STRATEGY OPTIONS FOR ENTERING AND COMPETING IN FOREIGN MARKETS

There are host of generic strategic options for a company that decides to expand outside its domestic market and compete internationally or globally:
1. Maintain a national (one-country) production base ande export goods to foreign markets,
2. License foreign firms to use the company’s technology or to produce and distribute the company’s products,
3. Employ a franchising strategy,
4. Use strategic alliances or joint ventures with foreign companies as the primary vehicle for entering markets,
5. Follow a multicountry strategy,
6. Follow a global strategy.

THE QUEST FOR COMPETITIVE ADVANTAGE IN FOREIGN MARKETS

Three important ways in which a firm can gain competitive advantage by expanding outside its domestic market:
1. Use location to lower costs or achieve greater product differentiation,
2. Transfer competitively valuable competencies and capabilities from its domestic markets to foreign markets,
3. Use cross-border coordination in ways that a domestic-only competitor cannot.

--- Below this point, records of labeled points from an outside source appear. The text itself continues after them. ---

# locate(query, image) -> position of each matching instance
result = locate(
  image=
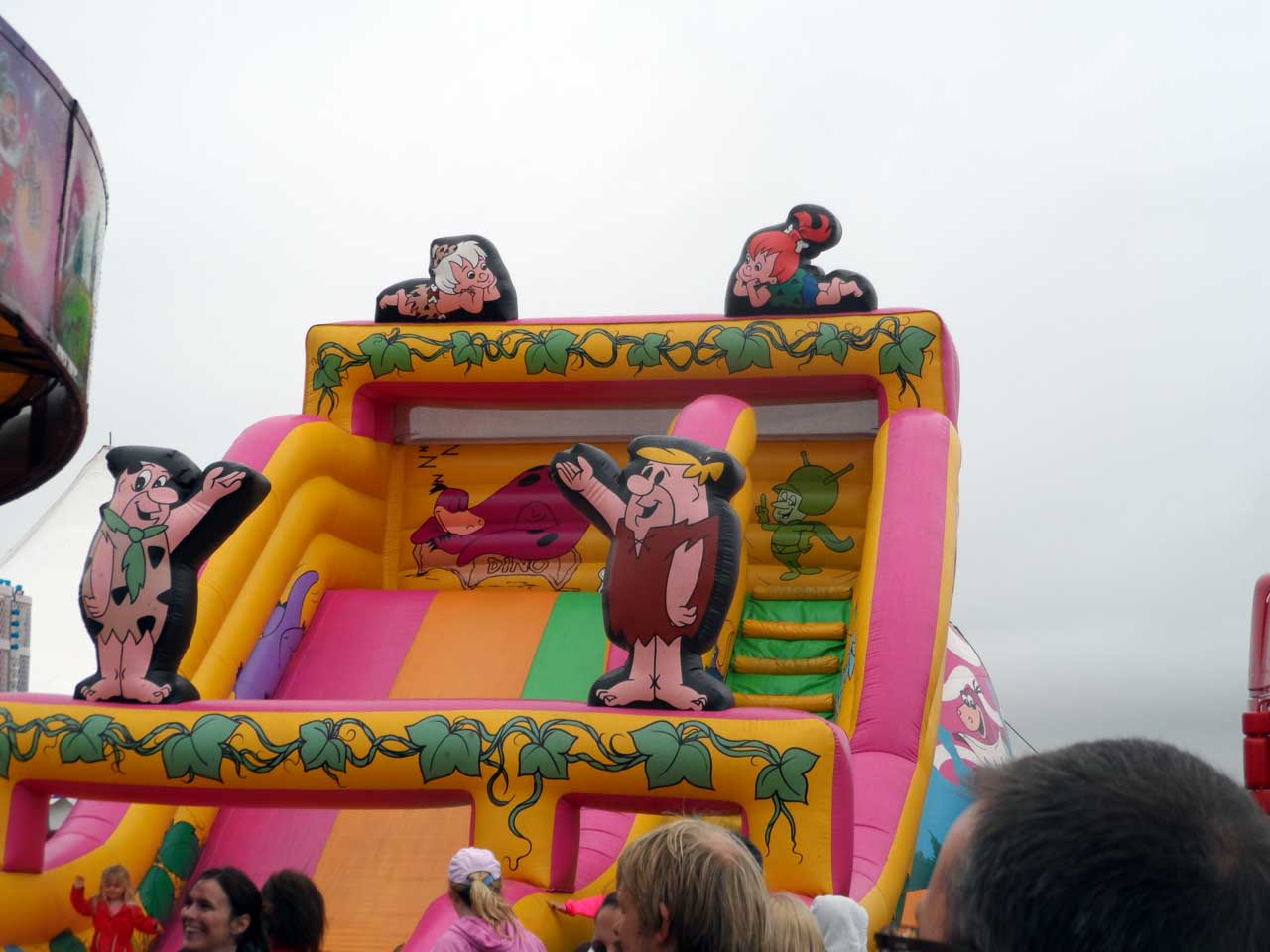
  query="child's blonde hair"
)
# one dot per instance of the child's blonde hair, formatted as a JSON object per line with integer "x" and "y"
{"x": 790, "y": 925}
{"x": 118, "y": 874}
{"x": 484, "y": 895}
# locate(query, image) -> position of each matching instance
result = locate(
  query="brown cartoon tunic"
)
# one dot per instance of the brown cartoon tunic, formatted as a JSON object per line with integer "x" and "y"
{"x": 636, "y": 580}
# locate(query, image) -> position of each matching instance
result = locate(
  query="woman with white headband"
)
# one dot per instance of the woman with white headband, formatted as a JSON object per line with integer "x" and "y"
{"x": 485, "y": 919}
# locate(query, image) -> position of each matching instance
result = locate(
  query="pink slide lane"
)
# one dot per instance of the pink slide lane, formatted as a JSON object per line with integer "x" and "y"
{"x": 261, "y": 842}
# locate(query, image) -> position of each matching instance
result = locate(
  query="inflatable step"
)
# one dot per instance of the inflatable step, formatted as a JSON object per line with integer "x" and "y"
{"x": 748, "y": 664}
{"x": 812, "y": 703}
{"x": 803, "y": 593}
{"x": 793, "y": 631}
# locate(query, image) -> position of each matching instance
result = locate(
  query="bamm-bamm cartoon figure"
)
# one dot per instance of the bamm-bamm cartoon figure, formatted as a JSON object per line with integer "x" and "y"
{"x": 775, "y": 273}
{"x": 466, "y": 281}
{"x": 139, "y": 597}
{"x": 672, "y": 566}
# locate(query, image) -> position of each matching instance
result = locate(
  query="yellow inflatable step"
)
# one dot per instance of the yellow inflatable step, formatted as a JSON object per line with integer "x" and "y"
{"x": 825, "y": 664}
{"x": 813, "y": 703}
{"x": 793, "y": 631}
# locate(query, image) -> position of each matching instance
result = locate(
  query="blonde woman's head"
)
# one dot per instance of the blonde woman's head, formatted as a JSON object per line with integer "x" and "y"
{"x": 691, "y": 885}
{"x": 117, "y": 885}
{"x": 790, "y": 925}
{"x": 476, "y": 889}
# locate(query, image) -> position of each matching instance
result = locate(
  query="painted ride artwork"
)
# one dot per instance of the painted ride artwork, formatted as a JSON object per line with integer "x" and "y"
{"x": 545, "y": 635}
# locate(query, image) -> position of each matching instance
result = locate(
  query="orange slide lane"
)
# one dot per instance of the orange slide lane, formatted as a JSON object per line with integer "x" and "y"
{"x": 381, "y": 867}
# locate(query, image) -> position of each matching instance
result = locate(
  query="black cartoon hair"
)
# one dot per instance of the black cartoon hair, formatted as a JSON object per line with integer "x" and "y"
{"x": 185, "y": 475}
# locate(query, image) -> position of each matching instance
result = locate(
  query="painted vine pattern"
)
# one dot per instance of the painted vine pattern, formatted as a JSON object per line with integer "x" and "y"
{"x": 558, "y": 350}
{"x": 668, "y": 753}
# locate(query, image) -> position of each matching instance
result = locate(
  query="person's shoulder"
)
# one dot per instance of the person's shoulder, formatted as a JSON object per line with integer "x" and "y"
{"x": 452, "y": 939}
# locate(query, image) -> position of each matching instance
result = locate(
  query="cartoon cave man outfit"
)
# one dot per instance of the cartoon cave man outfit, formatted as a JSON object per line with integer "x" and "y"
{"x": 672, "y": 565}
{"x": 461, "y": 278}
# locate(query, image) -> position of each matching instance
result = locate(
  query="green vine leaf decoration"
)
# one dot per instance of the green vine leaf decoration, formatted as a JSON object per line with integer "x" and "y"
{"x": 788, "y": 778}
{"x": 907, "y": 354}
{"x": 444, "y": 749}
{"x": 85, "y": 744}
{"x": 157, "y": 892}
{"x": 321, "y": 747}
{"x": 671, "y": 758}
{"x": 549, "y": 758}
{"x": 466, "y": 350}
{"x": 198, "y": 753}
{"x": 902, "y": 352}
{"x": 829, "y": 344}
{"x": 180, "y": 849}
{"x": 66, "y": 942}
{"x": 385, "y": 354}
{"x": 552, "y": 353}
{"x": 670, "y": 754}
{"x": 327, "y": 372}
{"x": 743, "y": 350}
{"x": 647, "y": 352}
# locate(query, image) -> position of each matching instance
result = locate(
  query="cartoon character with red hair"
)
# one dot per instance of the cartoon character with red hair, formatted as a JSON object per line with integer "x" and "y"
{"x": 775, "y": 275}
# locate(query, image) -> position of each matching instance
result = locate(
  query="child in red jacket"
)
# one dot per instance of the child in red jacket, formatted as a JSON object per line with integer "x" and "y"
{"x": 114, "y": 910}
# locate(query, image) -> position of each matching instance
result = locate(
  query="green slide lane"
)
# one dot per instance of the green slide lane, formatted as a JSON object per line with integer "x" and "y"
{"x": 572, "y": 651}
{"x": 792, "y": 649}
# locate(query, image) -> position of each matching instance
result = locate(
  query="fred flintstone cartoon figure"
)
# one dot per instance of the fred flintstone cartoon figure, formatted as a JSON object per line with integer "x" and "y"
{"x": 672, "y": 565}
{"x": 139, "y": 597}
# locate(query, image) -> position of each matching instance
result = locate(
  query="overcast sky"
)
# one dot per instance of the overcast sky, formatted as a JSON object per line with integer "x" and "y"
{"x": 1080, "y": 189}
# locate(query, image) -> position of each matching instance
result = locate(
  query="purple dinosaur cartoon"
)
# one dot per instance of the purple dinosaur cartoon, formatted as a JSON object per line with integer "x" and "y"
{"x": 282, "y": 633}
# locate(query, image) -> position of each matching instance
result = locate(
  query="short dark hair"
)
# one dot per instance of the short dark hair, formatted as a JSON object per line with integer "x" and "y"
{"x": 244, "y": 900}
{"x": 296, "y": 912}
{"x": 183, "y": 470}
{"x": 1114, "y": 844}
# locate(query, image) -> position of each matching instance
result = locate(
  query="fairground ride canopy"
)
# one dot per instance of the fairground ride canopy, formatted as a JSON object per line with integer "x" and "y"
{"x": 53, "y": 221}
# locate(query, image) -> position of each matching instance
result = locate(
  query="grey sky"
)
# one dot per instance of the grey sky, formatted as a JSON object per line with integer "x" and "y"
{"x": 1080, "y": 189}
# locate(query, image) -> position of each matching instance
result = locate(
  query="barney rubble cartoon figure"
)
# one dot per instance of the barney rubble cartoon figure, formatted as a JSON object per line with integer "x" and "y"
{"x": 672, "y": 565}
{"x": 139, "y": 597}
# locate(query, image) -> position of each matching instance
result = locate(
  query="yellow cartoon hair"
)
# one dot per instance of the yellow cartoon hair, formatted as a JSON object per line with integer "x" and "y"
{"x": 703, "y": 472}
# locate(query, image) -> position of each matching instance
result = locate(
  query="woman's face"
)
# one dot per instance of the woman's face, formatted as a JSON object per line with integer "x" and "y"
{"x": 207, "y": 921}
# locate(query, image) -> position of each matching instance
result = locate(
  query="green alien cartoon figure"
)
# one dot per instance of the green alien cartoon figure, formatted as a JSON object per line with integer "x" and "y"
{"x": 810, "y": 490}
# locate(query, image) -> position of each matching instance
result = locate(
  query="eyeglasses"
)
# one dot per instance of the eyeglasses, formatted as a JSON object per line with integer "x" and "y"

STRATEGIES TO COMPETE IN THE MARKETS OF EMERGING COUNTRIES

Strategy options for emerging-country markets:
1. Prepare to compete on the basis of low price.
2. Be prepared to modify aspects of the company’s business model or strategy to accomodate local circumstances.
3. Try to change the local market to better match the way the company does business elsewhere.
4. Stay away from those emerging markets where it is impractical or uneconomic to modify the company’s business model to accomodate local circumstances.

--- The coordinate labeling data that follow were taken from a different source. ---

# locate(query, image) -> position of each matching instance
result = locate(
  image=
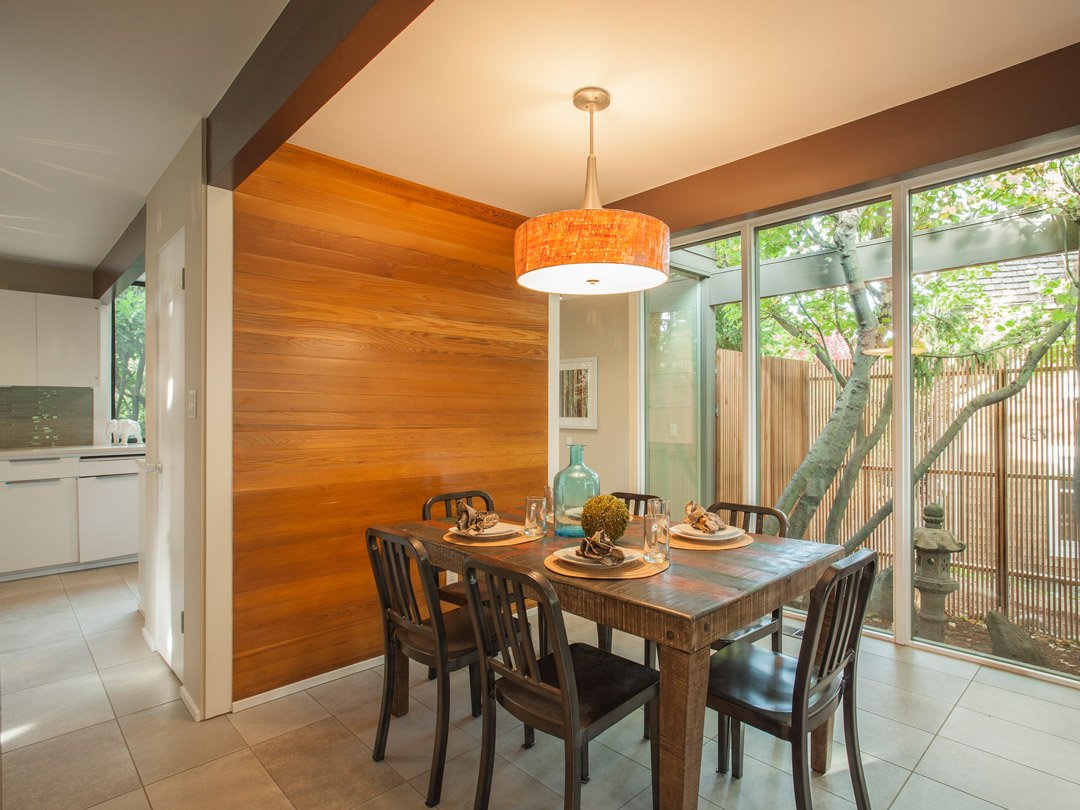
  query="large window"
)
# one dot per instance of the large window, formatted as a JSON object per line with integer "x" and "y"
{"x": 129, "y": 355}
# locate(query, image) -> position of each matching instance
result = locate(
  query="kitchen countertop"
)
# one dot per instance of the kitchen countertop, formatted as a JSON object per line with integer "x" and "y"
{"x": 84, "y": 450}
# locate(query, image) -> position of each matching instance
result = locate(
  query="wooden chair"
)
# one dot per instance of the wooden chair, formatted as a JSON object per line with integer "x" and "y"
{"x": 575, "y": 692}
{"x": 636, "y": 503}
{"x": 444, "y": 642}
{"x": 788, "y": 698}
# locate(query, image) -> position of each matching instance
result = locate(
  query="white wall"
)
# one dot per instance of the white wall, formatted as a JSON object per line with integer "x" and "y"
{"x": 605, "y": 326}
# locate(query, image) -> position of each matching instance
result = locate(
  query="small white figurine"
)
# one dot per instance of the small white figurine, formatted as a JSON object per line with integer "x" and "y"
{"x": 118, "y": 431}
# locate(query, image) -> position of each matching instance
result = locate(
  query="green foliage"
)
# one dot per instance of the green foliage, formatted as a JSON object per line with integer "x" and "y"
{"x": 129, "y": 355}
{"x": 605, "y": 512}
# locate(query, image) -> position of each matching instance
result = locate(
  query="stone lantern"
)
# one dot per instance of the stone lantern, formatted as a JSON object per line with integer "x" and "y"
{"x": 933, "y": 545}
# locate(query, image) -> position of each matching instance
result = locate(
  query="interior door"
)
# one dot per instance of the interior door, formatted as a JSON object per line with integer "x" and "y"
{"x": 165, "y": 415}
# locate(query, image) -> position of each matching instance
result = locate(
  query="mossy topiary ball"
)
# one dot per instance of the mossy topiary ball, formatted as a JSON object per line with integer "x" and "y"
{"x": 605, "y": 512}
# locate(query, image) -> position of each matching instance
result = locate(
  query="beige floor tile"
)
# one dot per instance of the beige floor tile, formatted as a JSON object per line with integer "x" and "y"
{"x": 28, "y": 605}
{"x": 164, "y": 740}
{"x": 98, "y": 593}
{"x": 109, "y": 616}
{"x": 902, "y": 705}
{"x": 887, "y": 739}
{"x": 42, "y": 712}
{"x": 997, "y": 780}
{"x": 615, "y": 779}
{"x": 139, "y": 685}
{"x": 348, "y": 692}
{"x": 69, "y": 772}
{"x": 234, "y": 782}
{"x": 119, "y": 647}
{"x": 278, "y": 717}
{"x": 23, "y": 633}
{"x": 90, "y": 577}
{"x": 1065, "y": 696}
{"x": 30, "y": 584}
{"x": 412, "y": 738}
{"x": 1023, "y": 710}
{"x": 324, "y": 767}
{"x": 510, "y": 786}
{"x": 1025, "y": 745}
{"x": 925, "y": 794}
{"x": 920, "y": 679}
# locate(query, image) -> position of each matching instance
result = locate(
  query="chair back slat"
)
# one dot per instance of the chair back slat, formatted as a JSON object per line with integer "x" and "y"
{"x": 834, "y": 625}
{"x": 392, "y": 557}
{"x": 635, "y": 501}
{"x": 447, "y": 500}
{"x": 752, "y": 517}
{"x": 504, "y": 636}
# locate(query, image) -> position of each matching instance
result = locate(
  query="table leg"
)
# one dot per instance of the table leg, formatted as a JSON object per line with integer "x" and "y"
{"x": 400, "y": 705}
{"x": 821, "y": 746}
{"x": 684, "y": 682}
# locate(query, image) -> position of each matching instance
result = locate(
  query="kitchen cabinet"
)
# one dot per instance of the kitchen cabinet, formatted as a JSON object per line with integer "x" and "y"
{"x": 49, "y": 340}
{"x": 39, "y": 513}
{"x": 18, "y": 338}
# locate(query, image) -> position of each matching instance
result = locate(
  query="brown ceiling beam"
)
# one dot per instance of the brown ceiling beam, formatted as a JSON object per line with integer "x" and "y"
{"x": 313, "y": 50}
{"x": 109, "y": 277}
{"x": 1023, "y": 105}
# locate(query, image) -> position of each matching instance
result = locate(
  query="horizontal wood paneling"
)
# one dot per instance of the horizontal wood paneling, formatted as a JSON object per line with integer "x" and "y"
{"x": 382, "y": 352}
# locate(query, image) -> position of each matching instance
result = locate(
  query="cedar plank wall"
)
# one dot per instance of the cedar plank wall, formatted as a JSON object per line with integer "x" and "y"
{"x": 382, "y": 352}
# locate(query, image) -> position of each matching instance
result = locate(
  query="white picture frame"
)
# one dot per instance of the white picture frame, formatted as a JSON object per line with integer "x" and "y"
{"x": 577, "y": 393}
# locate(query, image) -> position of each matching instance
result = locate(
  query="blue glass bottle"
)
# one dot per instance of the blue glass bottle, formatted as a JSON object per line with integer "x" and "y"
{"x": 575, "y": 484}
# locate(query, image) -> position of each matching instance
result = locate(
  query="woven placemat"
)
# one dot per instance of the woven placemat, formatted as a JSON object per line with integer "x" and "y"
{"x": 513, "y": 540}
{"x": 640, "y": 570}
{"x": 740, "y": 542}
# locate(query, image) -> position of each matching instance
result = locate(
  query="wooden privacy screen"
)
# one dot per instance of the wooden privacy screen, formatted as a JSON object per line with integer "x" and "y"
{"x": 382, "y": 352}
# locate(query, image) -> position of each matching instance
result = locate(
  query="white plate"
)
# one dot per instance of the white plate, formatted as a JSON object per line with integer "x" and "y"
{"x": 499, "y": 530}
{"x": 570, "y": 555}
{"x": 689, "y": 532}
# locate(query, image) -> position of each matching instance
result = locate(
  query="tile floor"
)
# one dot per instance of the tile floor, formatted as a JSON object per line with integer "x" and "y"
{"x": 91, "y": 718}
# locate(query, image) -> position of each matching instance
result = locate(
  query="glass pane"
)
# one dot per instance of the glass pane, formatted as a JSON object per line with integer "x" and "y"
{"x": 994, "y": 301}
{"x": 129, "y": 361}
{"x": 672, "y": 393}
{"x": 825, "y": 394}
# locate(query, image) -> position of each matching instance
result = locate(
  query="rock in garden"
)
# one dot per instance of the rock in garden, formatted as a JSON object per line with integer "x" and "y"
{"x": 1012, "y": 640}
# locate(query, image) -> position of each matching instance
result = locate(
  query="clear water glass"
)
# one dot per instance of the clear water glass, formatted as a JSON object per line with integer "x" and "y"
{"x": 536, "y": 517}
{"x": 657, "y": 538}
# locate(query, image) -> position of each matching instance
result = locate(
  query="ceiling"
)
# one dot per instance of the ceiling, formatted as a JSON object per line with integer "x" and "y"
{"x": 474, "y": 97}
{"x": 95, "y": 100}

Strategies for local companies in emerging markets (defending against global giants):
1. Develop business models that exploit shortcomings in local distribution networks or infrastructure.
2. Utilize keen understanding of local customer needs and preferences to create customized products or services.
3. Take advantage of low-cost labor and other competitively important local workforce qualities.
4. Use acquisition and rapid growth strategies to better defend against expansion-minded multinationals.
5. Transfer company expertise to cross-border markets and initiate actions to contend on a global level.